Questa è solo una parte, perfino minore, del rischio. In base a due sentenza della Corte di Giustizia della Comunità europea del 2010 (cosiddette Fuß 1 e 2) ogni lavoratore che abbia subito un danno causato dalla violazione del diritto dell'Unione ha diritto ad un risarcimento.

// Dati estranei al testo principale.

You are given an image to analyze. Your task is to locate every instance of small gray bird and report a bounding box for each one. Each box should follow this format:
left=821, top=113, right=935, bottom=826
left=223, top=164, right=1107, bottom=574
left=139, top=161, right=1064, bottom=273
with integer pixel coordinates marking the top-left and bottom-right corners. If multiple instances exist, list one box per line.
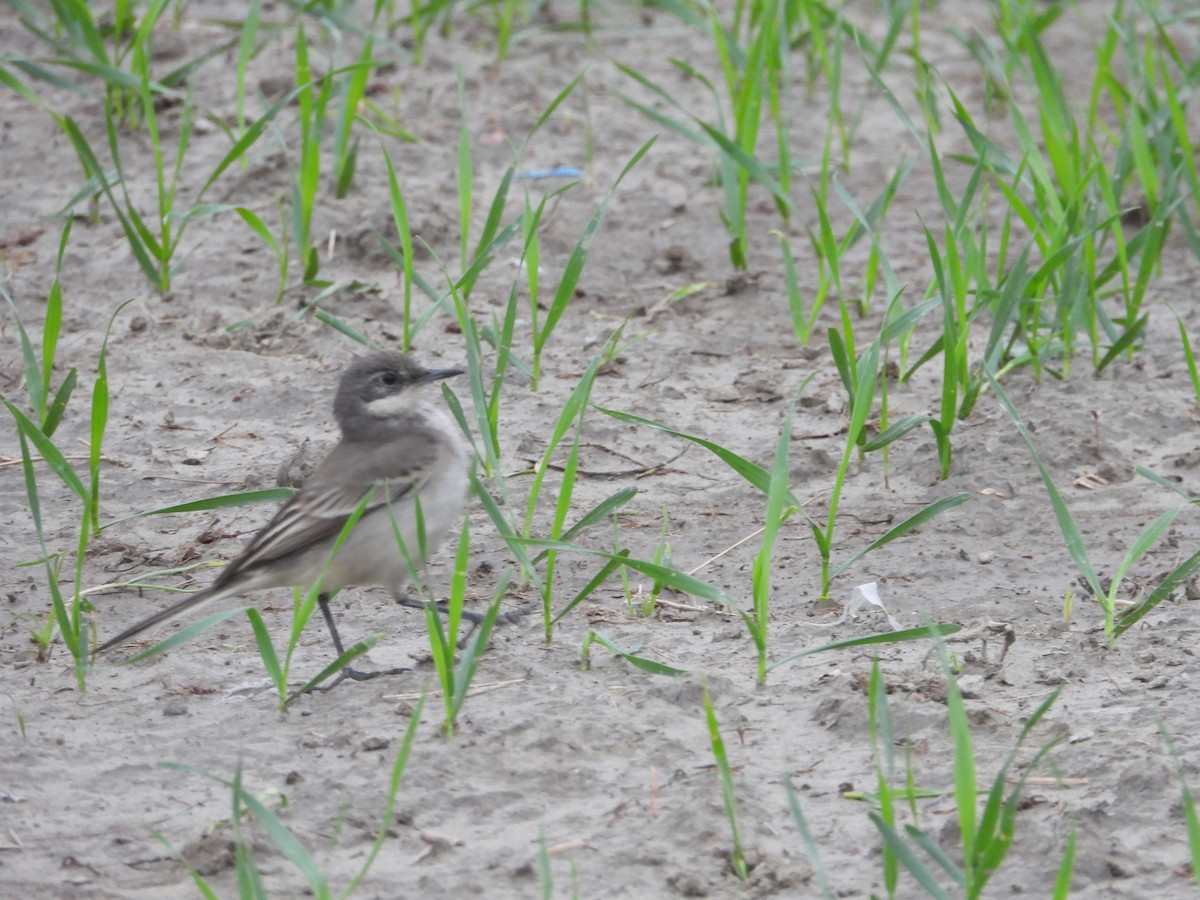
left=97, top=352, right=472, bottom=680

E la violazione per i medici e dirigenti sanitari dipendenti del SSN data dal 2008. Si può prospettare che circa 50.000 medici ospedalieri italiani potrebbero rivolgersi ad un giudice italiano per chiedere un risarcimento per lo stress psico-fisico derivante dal prolungato superamento del limite massimo di orario di lavoro settimanale e per i mancati riposi. L'esborso per l'erario pubblico potrebbe collocarsi tra 500 milioni e un miliardo di €. E' da chiedersi se non sia meglio utilizzare questa importante massa di risorse economiche per impostare una nuova politica a salvaguardia del nostro SSN.
Il recepimento della Direttiva europea per garantire servizi sanitari efficienti e sicuri ai cittadini, rispettando il diritto di tutti gli operatori del settore ad una organizzazione del lavoro capace di tutelare anche la loro salute, si potrà ottenere solo rispettando tre condizioni: procedere ad una riorganizzazione del lavoro nelle strutture ospedaliere; stabilizzare tutto il precariato; sbloccare il turn over per assumere almeno 6000 medici necessari per coprire 10 milioni di ore di extra orario che ogni anno vengono svolte, oltre l'orario standard e lo straordinario retribuito, per garantire il diritto dei cittadini di accesso alle cure. Senza dimenticare che lo sblocco del turn over è urgente anche per coprire i circa 20.000 pensionamenti di medici e dirigenti sanitari che avremo nel triennio 2016-2018 per l'esaurirsi dello “scalone” previdenziale dovuto alla Fornero.
Non abbiamo bisogno di prorogare una lesione ai diritti che discendono dalla legislazione comunitaria, ma di impostare un piano triennale per la “buona sanità” che tenga insieme i diritti di chi necessita di cure con quelli di chi quelle cure è tenuto ad erogarle.